Jessica Jones is another brilliant Netflix original. It’s a dark, exciting, interesting show about a private investigator with a painful past, and a sociopath who can control minds.
But–it’s actually about a woman who’s parents were killed in a car crash when she was young, who grew up in a foster home, who has never been close to anyone but her foster sister in her whole life, and constantly alienates herself from anyone she meets. And a man who holds onto a grudge from his childhood like it’s a life preserver and uses people like objects, living in a delusional world where they want him to do what he’s doing to them and where they like or even love him.
It’s a show about people, not powers. About characters, not costumes.
In fact, there are no costumes in the show. No ridiculous, forced reasoning for why the character would wear a costume, no awkward, forced ‘gee what should my super name be?’ scene, except a humorous one where Jessica is rolling her eyes at the entire idea. Even the villain, ‘Kilgrave’ gets mocked for his pseudonym. (Come on, kill grave? Why not murdercorpse?)

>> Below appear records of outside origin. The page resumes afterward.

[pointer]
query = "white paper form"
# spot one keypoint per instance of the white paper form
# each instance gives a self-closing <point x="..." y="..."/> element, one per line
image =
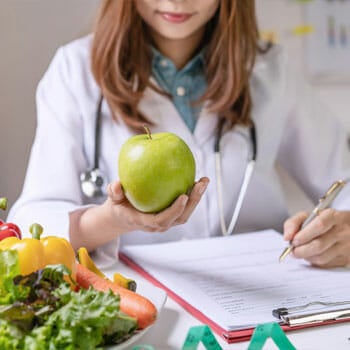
<point x="237" y="281"/>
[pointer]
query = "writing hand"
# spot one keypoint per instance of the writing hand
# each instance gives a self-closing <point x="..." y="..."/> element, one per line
<point x="325" y="241"/>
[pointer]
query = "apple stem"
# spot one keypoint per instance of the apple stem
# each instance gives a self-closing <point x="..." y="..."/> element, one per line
<point x="147" y="131"/>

And guess what? In a shocking and refreshing twist, Jessica is not a piece of flesh, but a human woman who wears clothing that human women wear! There is not one scene with cleavage or leg. There is no forced excuses for her to get into a swimsuit or dress up in some lingerie to go ‘undercover’ or whatever, and again, no ridiculous costume (which is always 10 times more ridiculous for woman heroes).
And when I call Jessica a ‘hero’, I suppose I should just say protagonist. Because, although she can be said to be heroic, she is not a ‘hero’ in the way the word has come to mean in these blockbuster comic movies. She is not trying to save the world. She is trying to save herself, and the few people she cares about. In fact, that the world is not at stake is another refreshing difference in this show. The story stays focused on the characters and their immediate surroundings. It’s not ‘if I don’t stop Kilgrave, he’ll destroy the world!’ it’s ‘If I don’t stop Kilgrave, he’ll torture and kill me and my friends.’ Which is way more identifiable and scary.

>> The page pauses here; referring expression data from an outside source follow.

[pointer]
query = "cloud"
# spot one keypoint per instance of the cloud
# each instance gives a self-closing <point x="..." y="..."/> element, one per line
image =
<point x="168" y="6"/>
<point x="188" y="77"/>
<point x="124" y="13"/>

I can just imagine, if this was made into one of those movies we see in the theaters every six months these days, Kilgrave would be waltzing into the White house, and making the president get on his knees, then the camera would pan out dramatically while he laughs a villain’s laugh. Instead we get a brilliant, human performance–a disturbing, damaged human, yes, but not a caricature. Not a mustache twirling cliche.

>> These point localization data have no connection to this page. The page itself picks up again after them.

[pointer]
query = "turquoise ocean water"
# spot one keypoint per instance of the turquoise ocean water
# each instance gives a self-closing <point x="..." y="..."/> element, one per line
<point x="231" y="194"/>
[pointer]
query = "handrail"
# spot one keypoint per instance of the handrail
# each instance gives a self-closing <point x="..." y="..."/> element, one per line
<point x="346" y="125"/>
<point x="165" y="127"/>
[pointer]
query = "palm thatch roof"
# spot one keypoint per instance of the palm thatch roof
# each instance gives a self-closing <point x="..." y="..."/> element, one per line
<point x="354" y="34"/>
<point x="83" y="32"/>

David Tennant as the villain in this is amazing. I was worried he would be too likable, but no, he is not in the least. He is a creepy, yet believable person. Because the way he talks and the things he says are all too familiar, from rapists, rape apologists, and other abusers and manipulators in our society today. But beneath it all you can see that he is a frightened child throwing a fit when he can’t have what he wants, and such power in the hands of a person like that, is nothing short of terrifying.
There is so much good about this show, I just can’t recommend it enough. It is an adult show, so don’t let the Marvel logo fool you. It is all adult themes, and there is some gruesome violence. But the story too is adult. In that it is developed and mature and thoughtful and deep and interesting and poignant and all the things so many of these flash-bang comic movies and shows are not.